# Moving to Spain from New Zealand



## abbyeh77 (Sep 30, 2008)

Hi everyone, 

Like many we are getting ready for a move to Spain within the next 12- 18 mths. We are on Brittish passports which makes things easier. Our family consists of my husband & I who are in our early 30's, our 5 year old daughter & my parents who are retired.

We are moving to Southern Spain & are open to hear any advice on the following;

1. I am in real estate & Property Mngt admin and my hubby is exp. in warehousing, forkhoists BUT of course we are open to ANY jobs. Is it worth getting our TFEL qualification to teach english? 

2. Where are the best areas to be inland from the Costas for reasonable driving times to areas that are more successful in finding employment. Where are the areas in Southern Spain for higher employment chances?

3. We are wanting to be rural but close to ex-pat areas, we want to have a property with an annex to hopefully be able to rent out in peak. What the popular ex-pat areas inland?

Any info appreciated re the above plus more if you can offer it.

Cheers, A.


----------



## chris(madrid) (Mar 23, 2008)

1) Real Estate is in a MAJOR SLUMP right now. Warehousing - How's your Spanish? - TEFL cant hurt. Also be aware that salaries here are LOW. So low - my guess is you WILL NOT COPE ON ONE SALARY.

2) Unemployment in Southern Spain RIGHT NOW is about 20%. And seems set to stay as such or GROW during 2009.
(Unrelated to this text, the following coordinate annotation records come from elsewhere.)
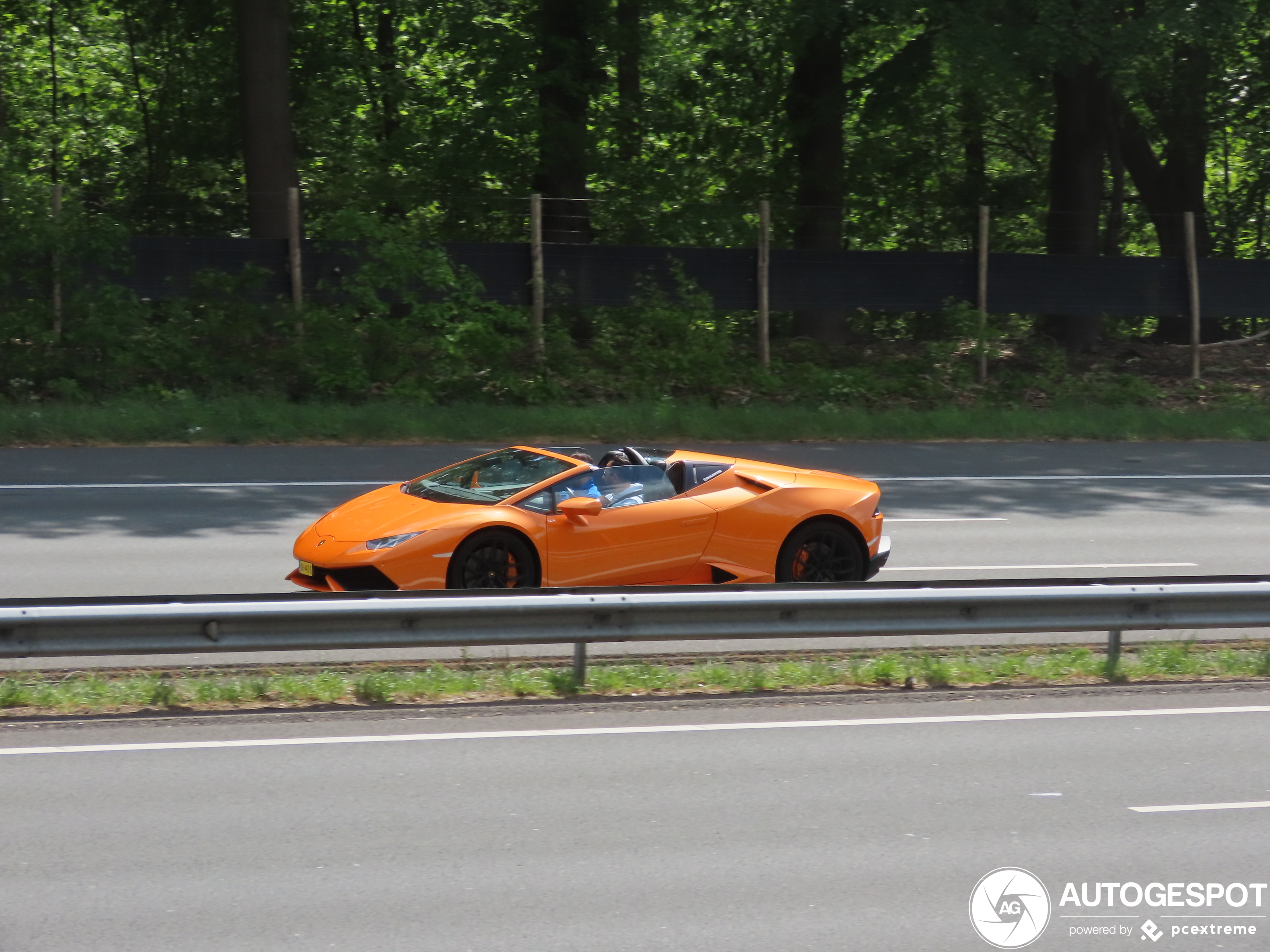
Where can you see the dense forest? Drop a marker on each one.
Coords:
(1089, 126)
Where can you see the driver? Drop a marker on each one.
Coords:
(619, 488)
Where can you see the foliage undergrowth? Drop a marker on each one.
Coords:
(404, 347)
(90, 692)
(248, 419)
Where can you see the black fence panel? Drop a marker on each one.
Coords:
(615, 276)
(504, 269)
(1078, 285)
(170, 267)
(591, 276)
(1234, 288)
(893, 281)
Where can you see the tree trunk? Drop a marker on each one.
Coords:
(1078, 153)
(385, 47)
(567, 78)
(630, 94)
(268, 140)
(816, 107)
(1175, 184)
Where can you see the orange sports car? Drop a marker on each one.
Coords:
(526, 517)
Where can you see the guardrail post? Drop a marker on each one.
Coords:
(1113, 654)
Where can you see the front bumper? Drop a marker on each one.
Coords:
(879, 560)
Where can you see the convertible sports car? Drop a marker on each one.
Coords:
(526, 517)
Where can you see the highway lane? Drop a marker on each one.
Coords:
(1120, 511)
(746, 838)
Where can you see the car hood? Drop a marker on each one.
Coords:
(389, 512)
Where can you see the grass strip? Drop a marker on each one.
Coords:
(80, 692)
(242, 421)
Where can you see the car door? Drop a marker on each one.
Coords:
(643, 535)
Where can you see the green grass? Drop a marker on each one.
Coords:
(262, 421)
(296, 687)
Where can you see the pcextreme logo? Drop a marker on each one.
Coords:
(1010, 908)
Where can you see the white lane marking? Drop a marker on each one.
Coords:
(995, 568)
(1200, 807)
(956, 518)
(194, 485)
(653, 729)
(1033, 479)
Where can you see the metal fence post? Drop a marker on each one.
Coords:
(1113, 653)
(539, 278)
(765, 269)
(1193, 288)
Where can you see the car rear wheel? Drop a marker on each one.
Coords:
(493, 560)
(821, 553)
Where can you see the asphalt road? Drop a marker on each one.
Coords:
(744, 838)
(108, 522)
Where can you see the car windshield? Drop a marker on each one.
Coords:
(488, 479)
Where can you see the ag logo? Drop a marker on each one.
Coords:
(1010, 908)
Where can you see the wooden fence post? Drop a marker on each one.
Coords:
(1193, 288)
(984, 292)
(765, 287)
(295, 257)
(540, 290)
(58, 260)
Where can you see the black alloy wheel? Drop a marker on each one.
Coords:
(821, 553)
(493, 560)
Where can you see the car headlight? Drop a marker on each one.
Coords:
(390, 541)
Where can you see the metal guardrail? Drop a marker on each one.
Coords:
(452, 619)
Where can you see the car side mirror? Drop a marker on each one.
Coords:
(578, 508)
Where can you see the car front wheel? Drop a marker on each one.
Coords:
(493, 560)
(821, 553)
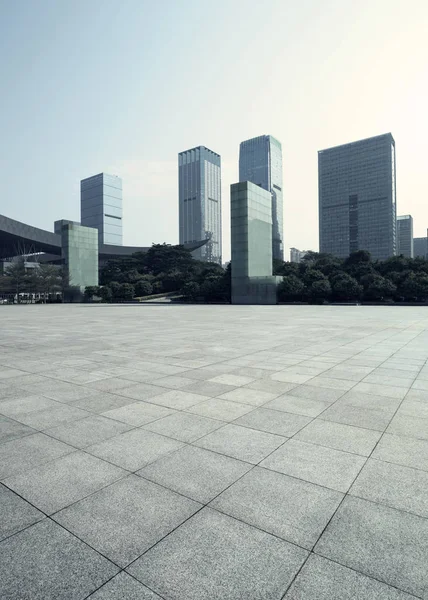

Unless you have resources to allow you to live unemployed at least 12 months - I'd not recommend the move. Inland you'll find SPANISH a MUST. The multi-language zone fades out VERY fast indeed.


----------



## jojo (Sep 20, 2007)

abbyeh77 said:


> Hi everyone,
> 
> Like many we are getting ready for a move to Spain within the next 12- 18 mths. We are on Brittish passports which makes things easier. Our family consists of my husband & I who are in our early 30's, our 5 year old daughter & my parents who are retired.
> 
> ...


TO TIP: If you're going to need employment to "live" here, then make sure you have jobs organised and secured BEFORE you come over!

Jo


----------



## SunnySpain (Jul 30, 2008)

abbyeh77 said:


> Hi everyone,
> 
> Like many we are getting ready for a move to Spain within the next 12- 18 mths. We are on Brittish passports which makes things easier. Our family consists of my husband & I who are in our early 30's, our 5 year old daughter & my parents who are retired.
> 
> We are moving to Southern Spain



May I ask why are you moving to Southern Spain ?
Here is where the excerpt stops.